Another one of my dining mates ordered the pear salad.  It was wrapped in cured ham (it looked like Proscuitto) with burrata cheese and mixed nut gremolata.  Pure perfection!

peach salad with burrata at 1884
My kinda salad!

For the main course, I ordered a ribeye.  When in Rome…..of course, I’m ordering the beef!  It arrived with a crusty outside and a juicy inside.   I can’t describe how good it was.  The chimi-churri on the top provided an interesting twist.

Ribeye with chimichurri at 1884

As you know, I’m all about deserts.  I really couldn’t eat another bite, but I couldn’t let dessert go by!  I remembered back in high school making flan for Spanish class, which turned out really good.  And then I tasted 1884’s flan!

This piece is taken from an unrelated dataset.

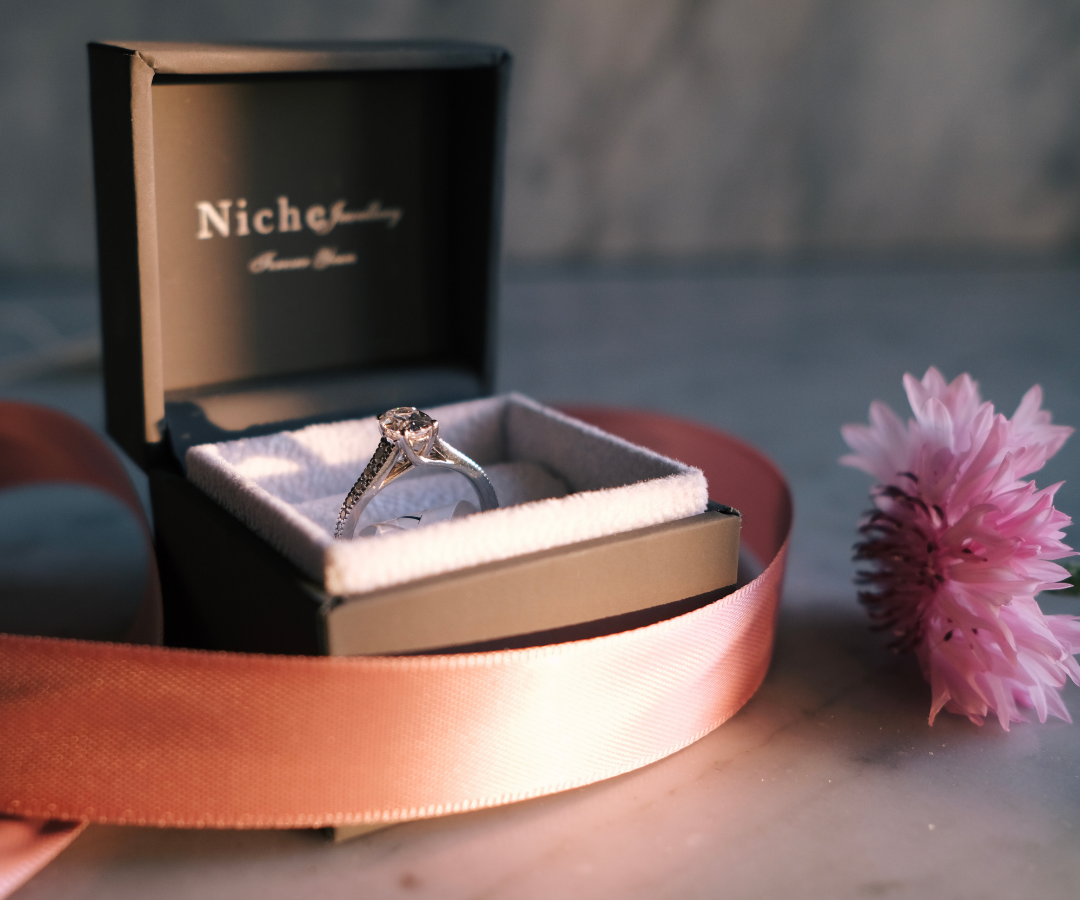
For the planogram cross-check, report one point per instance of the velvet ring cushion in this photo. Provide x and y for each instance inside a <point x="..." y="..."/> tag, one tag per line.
<point x="559" y="482"/>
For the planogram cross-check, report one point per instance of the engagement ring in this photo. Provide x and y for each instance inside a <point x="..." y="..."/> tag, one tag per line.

Dulce de leche flan at 1884

The dessert was flan of dulce de leche and fresh whipped cream.  In South America, they eat a lot of dulce de leche.  It is served with every meal, including breakfast.  I could definitely get used to it.  My dessert was divine.

Another friend ordered the Chocolate for Fanatics dessert.  WOW!

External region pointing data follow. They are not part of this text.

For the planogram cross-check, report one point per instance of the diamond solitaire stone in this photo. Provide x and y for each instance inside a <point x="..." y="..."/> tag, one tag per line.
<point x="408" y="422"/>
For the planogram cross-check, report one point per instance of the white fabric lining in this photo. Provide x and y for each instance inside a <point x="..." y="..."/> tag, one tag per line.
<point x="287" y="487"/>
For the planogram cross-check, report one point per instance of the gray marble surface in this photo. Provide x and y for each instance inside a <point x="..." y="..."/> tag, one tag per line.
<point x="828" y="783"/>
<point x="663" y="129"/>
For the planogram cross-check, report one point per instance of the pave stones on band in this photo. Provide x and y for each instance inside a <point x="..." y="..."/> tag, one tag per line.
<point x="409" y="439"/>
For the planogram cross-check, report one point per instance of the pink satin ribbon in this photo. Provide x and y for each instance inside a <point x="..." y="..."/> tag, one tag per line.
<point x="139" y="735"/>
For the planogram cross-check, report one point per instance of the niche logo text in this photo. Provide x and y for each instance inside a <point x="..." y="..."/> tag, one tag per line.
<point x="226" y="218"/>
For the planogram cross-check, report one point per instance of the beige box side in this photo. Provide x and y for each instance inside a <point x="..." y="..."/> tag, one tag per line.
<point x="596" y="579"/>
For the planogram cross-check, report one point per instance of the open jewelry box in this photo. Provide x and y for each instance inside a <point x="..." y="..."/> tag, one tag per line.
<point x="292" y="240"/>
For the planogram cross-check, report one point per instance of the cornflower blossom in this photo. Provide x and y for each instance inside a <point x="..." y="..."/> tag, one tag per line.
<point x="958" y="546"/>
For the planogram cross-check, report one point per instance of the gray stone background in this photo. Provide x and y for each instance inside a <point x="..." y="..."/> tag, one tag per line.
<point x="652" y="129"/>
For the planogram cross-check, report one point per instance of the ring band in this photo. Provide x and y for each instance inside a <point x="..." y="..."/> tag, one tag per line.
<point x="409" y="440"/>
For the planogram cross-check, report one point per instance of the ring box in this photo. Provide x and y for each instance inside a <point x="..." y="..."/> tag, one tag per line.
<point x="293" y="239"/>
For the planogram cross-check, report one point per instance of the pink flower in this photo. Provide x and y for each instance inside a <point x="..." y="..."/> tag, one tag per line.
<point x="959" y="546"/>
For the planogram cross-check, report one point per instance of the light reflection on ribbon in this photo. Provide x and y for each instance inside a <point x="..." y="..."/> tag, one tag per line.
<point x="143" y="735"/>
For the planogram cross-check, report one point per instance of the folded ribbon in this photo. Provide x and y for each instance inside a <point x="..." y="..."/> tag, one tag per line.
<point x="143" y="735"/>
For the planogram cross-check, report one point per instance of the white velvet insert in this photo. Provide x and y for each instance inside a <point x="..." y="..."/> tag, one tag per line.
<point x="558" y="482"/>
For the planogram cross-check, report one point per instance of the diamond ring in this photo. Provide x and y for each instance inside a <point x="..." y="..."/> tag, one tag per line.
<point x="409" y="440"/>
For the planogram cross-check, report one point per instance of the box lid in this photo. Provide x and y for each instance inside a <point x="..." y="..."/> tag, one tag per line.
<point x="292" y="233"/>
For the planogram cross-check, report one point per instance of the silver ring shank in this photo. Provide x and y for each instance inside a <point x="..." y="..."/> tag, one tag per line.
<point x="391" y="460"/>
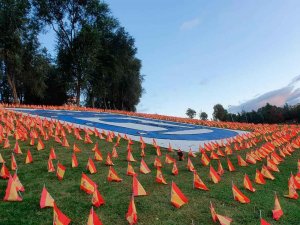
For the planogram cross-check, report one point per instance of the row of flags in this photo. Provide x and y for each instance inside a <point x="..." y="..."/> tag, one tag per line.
<point x="177" y="197"/>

Chocolate Fanatic Dessert at 1884
I should have ordered this too!

My visit to 1884 was definitely one of the highlights of my trip.  Everything was perfect about the restaurant and the meal.  I was curious about the chef, Francis Mallman, so when I arrived back home I did a little research on him.

As I told you before, he is seen as the premier chef of South America.  He’s what we would call a grillmaster, but not in the sense of cooking with a regular grill.  He is the master of cooking over an open flame pit, using many unique techniques that are not very common here in the US.  Even at the restaurant, there were open fire pits used to cook the food.  No wonder the steak had the wonderful char on the outside.

outside grill at 1884
This is where the magic happens!

I happened to watch the Netflix series “Chef’s Table” where Mallman was featured.  Some of the techniques that he uses are not only open fire pits but clay ovens and smoldering covered pits (on the show he uses this cooking method primarily for fish). The food is completely covered by dirt as the steam cooks the seafood to perfection.  If you get a chance to see the show, watch it.  He’s a very unique guy!

Francis Mallman
The master of grilling photo by watatenzi.nl

During my research, I came across his recipe for the dulce de leche flan.  I’m certainly going to try my hand at it.  I hope you will, too. Enjoy!  Stay tuned next week for more about Mendoza, Argentina!  xoxox

Francis Mallman Dulce de Leche Flan per Epicurious

For dulce de leche:
1 vanilla bean, split lengthwise
1-quart whole milk
4 cups sugar

For flans:
1 large egg
8 large egg yolks
For caramel:
1/2 cup sugar
1/2 teaspoon light corn syrup
2 tablespoons water

Make dulce de leche:
Scrape seeds from vanilla bean into a large heavy saucepan and stir in pods, milk, and sugar. Bring mixture to a gentle simmer, then place a small saucer upside down in pot to keep the mixture from sticking to the bottom or forming a crust. Cook over very low heat, stirring occasionally, until thick and brown, about 2 1/2 to 3 hours. Cool.

Make caramel:
Preheat oven to 325° F. Place eight 6-ounce ramekins in the shallow baking pan. Combine sugar, corn syrup, and water in small saucepan with pouring lip. Stir over medium heat until sugar dissolves. Increase heat and boil without stirring until deep amber color, occasionally brushing down sides of pan with a wet pastry brush and swirling the pan. Immediately pour caramel into ramekins, tilting and rotating ramekins to coat bottom and rewarming caramel over medium heat if it gets too thick.

Make flans:
Whisk together egg and yolks in large bowl. Whisk in dulce de leche. Strain mixture through a sieve into large measuring cup and pour into ramekins, diving evenly.
Place baking pan in the oven. Pour enough hot water into the pan to come two-thirds up sides of ramekins. Cover pan tightly with aluminum foil and bake 30 minutes. Tent foil to vent steam and continue to bake 10 to 15 minutes, until flans are set around edges but still slightly wobbly in centers. Using a metal spatula, transfer flans in ramekins to rack; cool 30 minutes. Chill at least 3 hours and up to 2 days. To unmold flans, run a small knife around edges to loosen. Invert onto plates.